The Invisible Hands, an excellent documentary by Marina Gioti and Georges Salameh, explores the unlikely collaboration between American musical provocateur Alan Bishop and a group of young Egyptian musicians whose lives were upended by the Arab Spring. The film’s international premiere is occuring this month at Berlinale. The Asian premiere is at Tokyo’s Yebisu International Festival for Art & Alternative Visions, which also takes place this month.
In the late ’70s, Alan Bishop (aka Alvarius B.), Richard Bishop and Charles Gocher formed the avant-rock band Sun City Girls. The group mixed punk, improv, ethnic music, glossolalia and whatever else into a singular genre-bending sound (e.g. listen to the group’s album Torch of the Mystics). After Gocher’s death in 2007, the group disbanded and the songs, most of which were written by Alan, were put on the shelf. The Bishop brothers continued with various music endeavours, which have been documented on countless releases. Alan Bishop also started the Sublime Frequencies music label, which releases music that was either recorded or discovered during his wide and varied international travels.

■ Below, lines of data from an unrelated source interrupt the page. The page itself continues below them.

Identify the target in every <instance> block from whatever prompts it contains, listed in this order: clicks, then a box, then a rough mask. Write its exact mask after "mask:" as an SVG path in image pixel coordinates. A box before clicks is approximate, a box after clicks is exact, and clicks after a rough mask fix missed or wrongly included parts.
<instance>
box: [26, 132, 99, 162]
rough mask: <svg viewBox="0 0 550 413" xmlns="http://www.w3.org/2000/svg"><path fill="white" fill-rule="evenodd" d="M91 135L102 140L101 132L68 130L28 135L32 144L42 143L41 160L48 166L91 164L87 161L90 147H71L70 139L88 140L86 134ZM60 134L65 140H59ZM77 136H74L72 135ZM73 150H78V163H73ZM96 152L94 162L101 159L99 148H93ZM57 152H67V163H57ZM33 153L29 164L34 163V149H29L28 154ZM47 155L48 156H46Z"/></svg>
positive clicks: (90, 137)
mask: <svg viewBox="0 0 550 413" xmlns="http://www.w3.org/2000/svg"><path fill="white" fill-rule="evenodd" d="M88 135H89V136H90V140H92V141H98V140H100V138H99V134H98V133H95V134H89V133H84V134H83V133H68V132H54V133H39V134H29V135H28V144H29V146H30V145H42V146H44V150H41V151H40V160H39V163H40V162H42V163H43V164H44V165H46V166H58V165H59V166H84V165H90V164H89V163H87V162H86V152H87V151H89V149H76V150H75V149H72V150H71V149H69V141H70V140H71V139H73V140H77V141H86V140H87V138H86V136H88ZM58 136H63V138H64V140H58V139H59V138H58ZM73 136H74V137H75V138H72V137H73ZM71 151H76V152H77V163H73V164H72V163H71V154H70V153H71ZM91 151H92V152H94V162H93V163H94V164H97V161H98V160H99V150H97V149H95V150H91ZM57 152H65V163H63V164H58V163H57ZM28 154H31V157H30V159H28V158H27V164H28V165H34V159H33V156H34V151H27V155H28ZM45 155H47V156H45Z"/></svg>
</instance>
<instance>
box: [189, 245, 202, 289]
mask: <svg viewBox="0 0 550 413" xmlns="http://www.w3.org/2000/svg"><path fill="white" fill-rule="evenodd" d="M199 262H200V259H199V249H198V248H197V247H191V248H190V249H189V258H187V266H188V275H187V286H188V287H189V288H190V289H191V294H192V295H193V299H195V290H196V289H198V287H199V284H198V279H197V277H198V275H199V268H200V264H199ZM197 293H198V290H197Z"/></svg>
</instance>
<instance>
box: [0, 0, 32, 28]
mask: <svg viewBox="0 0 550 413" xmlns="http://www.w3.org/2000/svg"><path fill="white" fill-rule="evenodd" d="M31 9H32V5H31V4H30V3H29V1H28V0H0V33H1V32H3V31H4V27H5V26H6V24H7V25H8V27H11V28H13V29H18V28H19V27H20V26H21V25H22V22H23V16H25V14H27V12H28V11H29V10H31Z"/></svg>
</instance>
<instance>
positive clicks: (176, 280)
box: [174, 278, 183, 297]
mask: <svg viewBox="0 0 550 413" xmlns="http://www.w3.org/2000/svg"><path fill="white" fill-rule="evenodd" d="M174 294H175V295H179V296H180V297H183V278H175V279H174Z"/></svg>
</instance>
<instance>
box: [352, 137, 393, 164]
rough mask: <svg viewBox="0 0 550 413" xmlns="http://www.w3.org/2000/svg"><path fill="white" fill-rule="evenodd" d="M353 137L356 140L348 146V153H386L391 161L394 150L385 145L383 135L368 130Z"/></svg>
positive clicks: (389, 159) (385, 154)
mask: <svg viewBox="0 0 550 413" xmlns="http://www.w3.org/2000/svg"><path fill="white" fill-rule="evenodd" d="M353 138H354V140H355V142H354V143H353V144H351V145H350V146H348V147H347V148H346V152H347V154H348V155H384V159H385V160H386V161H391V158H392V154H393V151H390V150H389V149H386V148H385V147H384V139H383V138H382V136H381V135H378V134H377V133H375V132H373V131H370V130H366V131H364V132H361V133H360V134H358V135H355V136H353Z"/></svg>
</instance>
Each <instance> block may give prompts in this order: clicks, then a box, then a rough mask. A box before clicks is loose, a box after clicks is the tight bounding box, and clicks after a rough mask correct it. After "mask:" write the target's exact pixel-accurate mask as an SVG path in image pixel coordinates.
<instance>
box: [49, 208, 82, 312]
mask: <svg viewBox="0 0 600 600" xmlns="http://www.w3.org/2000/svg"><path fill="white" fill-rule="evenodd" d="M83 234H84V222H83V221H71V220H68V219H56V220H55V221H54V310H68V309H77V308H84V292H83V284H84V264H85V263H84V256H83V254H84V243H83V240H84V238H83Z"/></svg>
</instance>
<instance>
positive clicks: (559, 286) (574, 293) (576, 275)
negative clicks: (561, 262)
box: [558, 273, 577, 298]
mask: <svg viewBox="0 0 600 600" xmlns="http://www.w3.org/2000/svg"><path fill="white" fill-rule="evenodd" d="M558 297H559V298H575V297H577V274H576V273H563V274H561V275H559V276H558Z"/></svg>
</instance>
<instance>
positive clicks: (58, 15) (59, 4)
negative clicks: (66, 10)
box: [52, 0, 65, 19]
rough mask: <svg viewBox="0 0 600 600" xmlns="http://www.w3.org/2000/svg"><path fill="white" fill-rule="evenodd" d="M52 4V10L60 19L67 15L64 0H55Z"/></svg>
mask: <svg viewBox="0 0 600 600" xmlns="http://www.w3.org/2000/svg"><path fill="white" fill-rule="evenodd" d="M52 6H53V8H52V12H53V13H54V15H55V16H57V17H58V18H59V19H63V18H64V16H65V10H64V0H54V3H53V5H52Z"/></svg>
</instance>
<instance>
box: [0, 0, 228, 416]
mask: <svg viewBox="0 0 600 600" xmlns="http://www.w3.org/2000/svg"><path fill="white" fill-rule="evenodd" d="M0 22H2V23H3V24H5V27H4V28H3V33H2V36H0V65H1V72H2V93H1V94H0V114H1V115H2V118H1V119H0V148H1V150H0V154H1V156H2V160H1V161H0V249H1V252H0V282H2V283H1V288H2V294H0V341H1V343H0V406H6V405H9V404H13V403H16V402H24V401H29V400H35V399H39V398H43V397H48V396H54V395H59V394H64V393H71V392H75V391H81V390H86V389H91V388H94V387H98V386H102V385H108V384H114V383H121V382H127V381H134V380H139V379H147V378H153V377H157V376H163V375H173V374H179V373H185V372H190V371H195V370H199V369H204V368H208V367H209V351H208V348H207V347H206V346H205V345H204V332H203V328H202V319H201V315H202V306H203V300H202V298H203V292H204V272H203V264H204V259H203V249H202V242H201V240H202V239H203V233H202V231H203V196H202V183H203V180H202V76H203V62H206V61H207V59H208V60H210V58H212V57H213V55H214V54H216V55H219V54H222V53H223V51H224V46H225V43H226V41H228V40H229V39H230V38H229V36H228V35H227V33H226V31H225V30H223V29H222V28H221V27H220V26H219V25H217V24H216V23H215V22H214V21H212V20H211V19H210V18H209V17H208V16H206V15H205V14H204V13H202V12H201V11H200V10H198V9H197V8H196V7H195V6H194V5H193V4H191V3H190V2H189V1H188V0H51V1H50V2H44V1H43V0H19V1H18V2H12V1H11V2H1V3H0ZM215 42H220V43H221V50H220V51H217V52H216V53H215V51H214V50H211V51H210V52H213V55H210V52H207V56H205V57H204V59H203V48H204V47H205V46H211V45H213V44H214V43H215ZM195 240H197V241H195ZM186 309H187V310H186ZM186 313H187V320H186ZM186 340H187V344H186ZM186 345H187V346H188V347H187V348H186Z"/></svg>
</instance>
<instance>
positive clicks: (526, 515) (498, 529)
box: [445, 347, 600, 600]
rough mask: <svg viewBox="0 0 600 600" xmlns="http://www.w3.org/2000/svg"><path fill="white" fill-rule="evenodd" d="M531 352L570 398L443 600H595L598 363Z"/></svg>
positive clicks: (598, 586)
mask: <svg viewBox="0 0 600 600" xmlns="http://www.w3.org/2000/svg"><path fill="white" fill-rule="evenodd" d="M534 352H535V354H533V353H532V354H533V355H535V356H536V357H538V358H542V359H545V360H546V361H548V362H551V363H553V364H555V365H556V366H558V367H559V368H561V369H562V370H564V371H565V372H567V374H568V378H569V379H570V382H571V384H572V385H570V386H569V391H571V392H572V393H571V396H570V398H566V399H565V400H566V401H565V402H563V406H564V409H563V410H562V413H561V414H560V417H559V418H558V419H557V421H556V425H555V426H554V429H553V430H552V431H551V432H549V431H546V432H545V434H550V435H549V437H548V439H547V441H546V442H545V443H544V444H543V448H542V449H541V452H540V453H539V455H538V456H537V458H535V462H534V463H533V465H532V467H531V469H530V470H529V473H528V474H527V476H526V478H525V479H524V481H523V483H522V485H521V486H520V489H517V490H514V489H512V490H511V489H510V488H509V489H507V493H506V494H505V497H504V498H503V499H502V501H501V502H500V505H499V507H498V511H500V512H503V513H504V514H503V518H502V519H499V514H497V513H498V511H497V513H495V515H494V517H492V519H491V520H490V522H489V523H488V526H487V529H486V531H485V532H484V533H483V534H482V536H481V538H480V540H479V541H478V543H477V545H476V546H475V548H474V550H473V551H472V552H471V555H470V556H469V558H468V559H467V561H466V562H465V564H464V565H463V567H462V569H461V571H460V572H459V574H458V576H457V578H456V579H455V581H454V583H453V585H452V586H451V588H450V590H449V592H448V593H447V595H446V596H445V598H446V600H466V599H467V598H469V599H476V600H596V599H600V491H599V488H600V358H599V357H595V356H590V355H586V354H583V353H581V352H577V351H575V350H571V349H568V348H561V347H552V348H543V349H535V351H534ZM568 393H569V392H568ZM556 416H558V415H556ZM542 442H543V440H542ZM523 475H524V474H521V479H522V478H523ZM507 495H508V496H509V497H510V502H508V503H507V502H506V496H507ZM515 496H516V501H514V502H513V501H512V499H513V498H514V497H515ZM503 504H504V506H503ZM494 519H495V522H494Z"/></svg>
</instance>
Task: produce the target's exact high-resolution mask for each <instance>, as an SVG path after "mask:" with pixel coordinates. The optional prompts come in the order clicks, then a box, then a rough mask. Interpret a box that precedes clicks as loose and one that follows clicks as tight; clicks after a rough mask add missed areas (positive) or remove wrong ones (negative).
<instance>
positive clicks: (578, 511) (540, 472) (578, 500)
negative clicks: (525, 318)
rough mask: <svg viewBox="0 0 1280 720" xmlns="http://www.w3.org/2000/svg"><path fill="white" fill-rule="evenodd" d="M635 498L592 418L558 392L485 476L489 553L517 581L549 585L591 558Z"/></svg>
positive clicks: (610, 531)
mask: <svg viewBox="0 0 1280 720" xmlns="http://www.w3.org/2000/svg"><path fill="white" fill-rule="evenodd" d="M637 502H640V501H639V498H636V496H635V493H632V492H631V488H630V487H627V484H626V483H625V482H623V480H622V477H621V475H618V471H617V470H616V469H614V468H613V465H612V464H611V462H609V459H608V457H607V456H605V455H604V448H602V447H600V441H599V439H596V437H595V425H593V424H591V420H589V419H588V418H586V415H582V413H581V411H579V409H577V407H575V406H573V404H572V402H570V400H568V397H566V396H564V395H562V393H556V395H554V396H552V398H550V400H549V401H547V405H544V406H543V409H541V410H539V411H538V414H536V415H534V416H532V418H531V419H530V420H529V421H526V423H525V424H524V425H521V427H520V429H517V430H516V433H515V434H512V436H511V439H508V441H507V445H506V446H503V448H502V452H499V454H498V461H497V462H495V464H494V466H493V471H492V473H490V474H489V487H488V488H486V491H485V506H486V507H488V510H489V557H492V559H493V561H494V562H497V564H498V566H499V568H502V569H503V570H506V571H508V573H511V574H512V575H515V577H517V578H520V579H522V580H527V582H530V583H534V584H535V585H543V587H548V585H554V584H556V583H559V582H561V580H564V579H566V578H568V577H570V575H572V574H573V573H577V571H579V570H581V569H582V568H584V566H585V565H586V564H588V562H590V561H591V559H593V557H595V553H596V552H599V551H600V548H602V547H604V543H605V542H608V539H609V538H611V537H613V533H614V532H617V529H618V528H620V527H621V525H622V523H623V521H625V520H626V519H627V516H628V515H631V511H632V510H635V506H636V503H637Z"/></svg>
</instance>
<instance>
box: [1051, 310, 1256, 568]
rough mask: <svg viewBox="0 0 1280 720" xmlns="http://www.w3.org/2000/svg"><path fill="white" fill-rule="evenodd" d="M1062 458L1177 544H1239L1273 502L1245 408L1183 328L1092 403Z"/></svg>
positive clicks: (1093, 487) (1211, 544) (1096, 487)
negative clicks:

Many people know Sublime Frequencies as the label that introduced Syrian musician Omar Souleyman to the West.
All of this background brings us to The Invisible Hands. The Bishop brothers visited Cairo, Egypt in 2010 for a series of performances. The Arab Spring was just beginning to stir in the Middle East and by 2011, the revolution spread to Egypt where Hosni Mubarak was replaced by Mohammed Morsi of the Muslim Brotherhood. In 2012, Alan Bishop returned to Cairo with a new mission: to translate his old Sun City Girls songs into Arabic and record the songs with a new band. He recruited, among others, Cherif El Masri and Aya Hemeda from the group Eskenderella as well as Adham Zidan and Magued Nagati. Throughout the lingering political upheaval, the musicians completed an album under the name The Invisible Hands (hence the name of the documentary).
Co-directors Marina Gioti and Georges Salameh followed Alan Bishop for the duration of his five-year Egyptian journey and captured the entire process of recording The Invisible Hands’ self-titled album. Since Bishop is at the center of the story, viewers who are not familiar with his background might be a bit confused about why a documentary was made about him. Prior knowledge of Bishop’s background certainly enhances the documentary experience but the filmmakers do a good job of explaining–and showing–who he is and why he matters through the use of spoken word segments, old interviews and music performances. This archive material combined with the presentation of Bishop in more recent years builds the image of an immensely talented yet cantankerous world traveler who speaks with a sardonic rasping tone that recalls William Burroughs and a seriously old-fashioned chain-smoking habit.
Eschewing the impulse to impose a contrived narrative arc upon the events that it portrays, The Invisible Hands captures the ebbs and flows of the creative process as well as the impact of the tense political environment on all of the film’s subjects. Observing Alan Bishop as he curses and smokes his way through one awkward situation after another is equally entertaining and confusing. As film progresses, the method behind Bishop’s madness reveals itself. Through decades of travelling and performing music, he has gained the ability to navigate unfamiliar cultural territory while also communicating and executing highly unorthodox musical ideas. Bishop really knows what he is doing. Despite the fact that many of his surreal profane lyrics don’t easily translate into Arabic and his compositions aren’t accessible to general audiences, the collaboration between Bishop, Cherif El Masri, Aya Hemeda, Adham Zidan and others coalesces to produce some very haunting and powerful music. The Egyptian artists also use the music and the lyrics as a new vehicle to express their own creativity and frustration in ways that were not otherwise available to them.
In a time in which the world seems locked into perpetual political conflict, The Invisible Hands is an affirmation that creative people from highly divergent backgrounds can still unite to create strange–and beautiful–art.